We have purchased six systems and a switch: one front end system to run Click!, four worker systems, and a manager system. A private network will be used between the frontend system and the workers and another will be used between the workers and the management system.
I have a history with running diskless HPC systems leveraging JessWulf [1], and hope/plan to do the same with our Bro configuration. Simply put, JessWulf is an RPM based toolkit/guide for running RPM based Linux distributions in a master/node cluster environment, where all nodes are diskless.
I hope to use the 'manager' server as the master and the worker server as the nodes in a JessWulf cluster to ease configuration and management. I will certainly have some small local ramdisk as well as local hard drives for non-persistent scratch space as needed.
Now, for the question(s):
Does anyone have experience running Bro diskless like this already? What are the common problems unique to this configuration, where will I likely want to leverage the local scratch space, and is this absolutely the wrong way to run a Bro cluster?
Thanks for any help,
-- KS
[1] - https://wiki.uis.georgetown.edu/display/CCF/JessWulf+-+A+Diskless+Beowulf+Cluster+Toolkit
Keith Schoenefeld
Information Security Analyst
Baylor University
I hope to use the 'manager' server as the master and the worker server as the nodes in a JessWulf cluster to ease configuration and management. I will certainly have some small local ramdisk as well as local hard drives for non-persistent scratch space as needed.
You will want the local disk space for the directory where you have Bro installed, I usually use /bro on clusters. The remote.log file is still kept locally on each worker and proxy node and the Bro binary is copied to each when you do the "install" command.
There is a setting for BroControl named "HaveNFS" which is commented on here:
http://svn.icir.org/bro/releases/release_1_5/bro/aux/broctl/README.html#_questions_and_answers
Does anyone have experience running Bro diskless like this already? What are the common problems unique to this configuration, where will I likely want to leverage the local scratch space, and is this absolutely the wrong way to run a Bro cluster?
OSU ran very similarly to that for a very long time. I suppose it was actually how the first production cluster (with BroControl at least) was done but we backed away from it a bit due to all of the problems I was encountering. In the hands of a more experienced cluster admin, I expect the results would be much better. 

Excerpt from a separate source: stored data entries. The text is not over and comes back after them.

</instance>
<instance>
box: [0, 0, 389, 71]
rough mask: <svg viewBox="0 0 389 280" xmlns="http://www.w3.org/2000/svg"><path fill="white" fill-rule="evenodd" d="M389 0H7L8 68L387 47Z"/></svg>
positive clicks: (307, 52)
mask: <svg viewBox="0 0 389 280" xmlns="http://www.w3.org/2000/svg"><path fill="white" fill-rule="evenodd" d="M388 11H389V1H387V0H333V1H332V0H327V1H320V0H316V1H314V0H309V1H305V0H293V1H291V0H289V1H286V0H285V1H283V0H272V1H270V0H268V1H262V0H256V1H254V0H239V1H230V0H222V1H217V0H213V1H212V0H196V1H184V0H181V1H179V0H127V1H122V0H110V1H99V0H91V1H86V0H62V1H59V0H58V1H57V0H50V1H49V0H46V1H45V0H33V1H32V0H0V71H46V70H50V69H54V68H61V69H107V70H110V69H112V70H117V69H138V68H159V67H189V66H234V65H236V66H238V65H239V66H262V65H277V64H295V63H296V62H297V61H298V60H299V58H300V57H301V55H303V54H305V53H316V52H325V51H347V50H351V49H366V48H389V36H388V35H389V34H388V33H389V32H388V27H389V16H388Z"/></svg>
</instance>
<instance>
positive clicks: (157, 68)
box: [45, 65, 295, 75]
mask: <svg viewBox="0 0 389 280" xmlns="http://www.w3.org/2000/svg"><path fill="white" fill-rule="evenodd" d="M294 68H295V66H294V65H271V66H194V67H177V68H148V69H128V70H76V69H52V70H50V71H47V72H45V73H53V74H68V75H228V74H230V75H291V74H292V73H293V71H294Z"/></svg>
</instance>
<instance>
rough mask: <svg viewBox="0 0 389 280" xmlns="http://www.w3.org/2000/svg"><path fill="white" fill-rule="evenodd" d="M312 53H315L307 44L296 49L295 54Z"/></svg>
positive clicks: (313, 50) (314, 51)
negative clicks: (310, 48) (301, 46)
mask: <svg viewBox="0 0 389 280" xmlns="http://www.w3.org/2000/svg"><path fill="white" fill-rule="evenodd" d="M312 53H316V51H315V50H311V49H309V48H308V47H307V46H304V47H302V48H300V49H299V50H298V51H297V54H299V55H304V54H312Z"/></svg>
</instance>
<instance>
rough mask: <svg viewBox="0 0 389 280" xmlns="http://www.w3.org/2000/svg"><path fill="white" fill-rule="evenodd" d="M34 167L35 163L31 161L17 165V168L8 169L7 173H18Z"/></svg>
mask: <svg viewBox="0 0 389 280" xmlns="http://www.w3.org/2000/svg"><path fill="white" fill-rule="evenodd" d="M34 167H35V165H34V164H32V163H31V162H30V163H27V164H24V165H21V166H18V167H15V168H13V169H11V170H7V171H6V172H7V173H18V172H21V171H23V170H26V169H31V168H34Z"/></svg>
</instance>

I think you'd probably be fine with this deployment scenario.
.Seth
I come from an HPC background and used beowulf/warewulf and perceus cluster software for scientific computing. This is linux software and we prefer FreeBSD for our bro clusters, but I’ve been laying the ground work for a memory file system bro cluster (with local scratch). Our next cluster will likely be built this way. But if you go down this path and want to compare notes, let me know.